By decision of the resolution authorities (Single Resolution Board -SRB- and FROB) the entity’s shares have been written off at zero value, meaning that the shareholders lose all the money invested. The operation has consisted of a reduction of the share capital to zero euros, through the amortization of all the shares of Banco Popular, as well as the conversion of the convertible bonds and the subordinated debt into shares, acquired in turn at the indicated symbolic price for the Santander.
What legal measures can be taken?
It is worth asking what legal actions affected shareholders can take.
Those who attended Banco Popular’s capital increase in June 2016, if they prove that the prospectus did not reflect the true image of the bank, can claim the loss suffered.
Aside from the above, the shareholders have several legal actions in civil proceedings to defend their position, directed against Banco Popular, and without prejudice to the criminal actions that could also be filed, if applicable, against the entity itself as well. as against his former managers for their mismanagement.
Those affected could initiate the actions provided for in the Civil Code, for annulability due to a defect in the consent given by mistake, or due to fraud, derived from falsehoods, omissions of relevant information, or misleading statements offered by the entity itself.
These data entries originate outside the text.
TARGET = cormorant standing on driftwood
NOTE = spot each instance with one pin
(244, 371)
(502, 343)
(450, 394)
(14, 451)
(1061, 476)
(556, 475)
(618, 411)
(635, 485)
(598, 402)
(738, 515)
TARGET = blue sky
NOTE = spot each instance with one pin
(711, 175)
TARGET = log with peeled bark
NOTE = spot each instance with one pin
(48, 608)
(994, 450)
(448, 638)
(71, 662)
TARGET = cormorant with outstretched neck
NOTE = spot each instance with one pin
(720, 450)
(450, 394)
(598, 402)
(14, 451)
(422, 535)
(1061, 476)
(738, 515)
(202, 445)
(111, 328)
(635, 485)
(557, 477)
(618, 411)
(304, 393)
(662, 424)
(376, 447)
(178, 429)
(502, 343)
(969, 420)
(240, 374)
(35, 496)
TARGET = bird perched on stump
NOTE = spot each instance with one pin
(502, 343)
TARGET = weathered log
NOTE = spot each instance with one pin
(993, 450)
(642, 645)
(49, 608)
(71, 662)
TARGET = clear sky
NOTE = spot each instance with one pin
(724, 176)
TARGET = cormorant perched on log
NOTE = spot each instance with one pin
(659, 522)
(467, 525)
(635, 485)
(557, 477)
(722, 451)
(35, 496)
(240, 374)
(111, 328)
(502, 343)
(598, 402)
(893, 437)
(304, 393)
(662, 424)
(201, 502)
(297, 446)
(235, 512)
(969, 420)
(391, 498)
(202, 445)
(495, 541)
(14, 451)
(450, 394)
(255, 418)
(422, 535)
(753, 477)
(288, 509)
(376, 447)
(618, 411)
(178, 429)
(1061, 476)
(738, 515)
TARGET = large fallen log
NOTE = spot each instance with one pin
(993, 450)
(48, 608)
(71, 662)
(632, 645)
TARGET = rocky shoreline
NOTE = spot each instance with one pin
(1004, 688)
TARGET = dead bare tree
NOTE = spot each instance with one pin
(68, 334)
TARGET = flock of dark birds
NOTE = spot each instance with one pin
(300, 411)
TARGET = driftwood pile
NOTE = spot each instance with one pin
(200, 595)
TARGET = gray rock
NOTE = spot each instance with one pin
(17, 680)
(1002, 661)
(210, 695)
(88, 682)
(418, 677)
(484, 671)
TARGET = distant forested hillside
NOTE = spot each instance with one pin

Shareholders who have acquired their securities on the occasion of the last capital increase, in June 2016, article 38 of the consolidated text of the Securities Market Law, establishes the responsibility of the issuer, the offeror and the administrators, as well as of the guarantor and the entity managing the issue, for the information contained in the prospectus, in the event that damages are caused to the holders of the securities acquired as a result of false information or omissions of relevant data in the prospectus.
If the purchase of shares was made on the advice of the entity itself, said purchase could be attacked due to poor advice on the part of the banking entity, and it must be proven that it was the entity itself or its employees who recommended the purchase of shares.
At the same time, in addition to the actions described, the decisions adopted by the Single Resolution Board, the body that validated the purchase operation, could be challenged, although in this case, the action must be brought before the Court of Luxembourg.
The liquidation of the Bank having also been ratified by the FROB, said decision is also susceptible to challenge, with the National Court being the competent body.
The different actions have different procedural and temporal requirements, so the most advisable thing would be to carry out a detailed study of the real viability of the possible actions, for which our Firm has specialists in the matter.